When people are willing to open themselves the camera, and by extension us, it substantiates the power of documentary.
There are other gems here — some a little rough — but each one is off the beaten path, so it will feel like a discovery. The topical Through the Repellent Fence: A Land Art Film focuses on a temporary, two-mile-long art installation that intersected the U.S./Mexico border in October 2015. In Julia Heyward’s 1440 minute-long Italian Perspective, she films movie shoots in a downtown alley through her window. It’ll be playing in the lobby.
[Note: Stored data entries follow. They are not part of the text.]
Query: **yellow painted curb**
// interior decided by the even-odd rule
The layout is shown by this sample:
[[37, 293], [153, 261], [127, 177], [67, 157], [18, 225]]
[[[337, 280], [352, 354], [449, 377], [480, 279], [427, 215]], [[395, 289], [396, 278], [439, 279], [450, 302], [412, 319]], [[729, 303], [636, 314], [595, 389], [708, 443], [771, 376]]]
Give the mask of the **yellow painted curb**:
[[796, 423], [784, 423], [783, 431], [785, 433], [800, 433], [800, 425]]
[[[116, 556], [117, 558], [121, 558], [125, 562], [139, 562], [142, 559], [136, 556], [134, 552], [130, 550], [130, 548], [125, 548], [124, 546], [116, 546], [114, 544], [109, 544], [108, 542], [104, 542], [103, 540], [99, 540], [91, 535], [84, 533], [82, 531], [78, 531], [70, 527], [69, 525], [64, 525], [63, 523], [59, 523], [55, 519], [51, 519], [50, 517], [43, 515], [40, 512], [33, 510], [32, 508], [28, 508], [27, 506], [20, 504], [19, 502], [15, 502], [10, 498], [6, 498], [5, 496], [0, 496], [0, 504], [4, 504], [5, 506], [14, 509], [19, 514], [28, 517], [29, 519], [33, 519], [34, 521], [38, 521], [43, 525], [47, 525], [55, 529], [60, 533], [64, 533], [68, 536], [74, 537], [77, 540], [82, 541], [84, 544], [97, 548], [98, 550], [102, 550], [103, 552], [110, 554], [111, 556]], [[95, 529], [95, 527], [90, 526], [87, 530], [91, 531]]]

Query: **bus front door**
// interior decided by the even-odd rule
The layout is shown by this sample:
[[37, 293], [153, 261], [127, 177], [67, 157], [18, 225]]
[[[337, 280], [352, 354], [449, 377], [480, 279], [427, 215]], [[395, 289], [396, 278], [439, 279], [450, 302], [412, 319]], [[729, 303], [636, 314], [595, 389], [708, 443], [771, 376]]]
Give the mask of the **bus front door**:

Warhol would be proud.
Doc Fortnight 2017 guest curator Kathy Brew described to me what sets the festival apart:
“Since it’s beginning in 2001, Doc Fortnight’s founding principle has been to explore the cross-fertilization that exists among experimental, fiction and non-fiction films. Doc Fortnight isn’t a typical film festival with awards, prizes and winners. Our intention is for the series to present a diverse range of innovative new work in terms of styles of nonfiction films, as well as having a good representation of stories from around the world by both established and emerging filmmakers. We focused on work that speaks to our present times, both in terms of content and style. Given that it is a film series that takes place in the Museum of Modern Art, I think there is an added focus and attention to the creative, aesthetic and artful aspects found in nonfiction filmmaking and media.”
Doc Fortnight 2017: MoMA’s International Festival of Nonfiction Film and Media runs through February 26, 2017.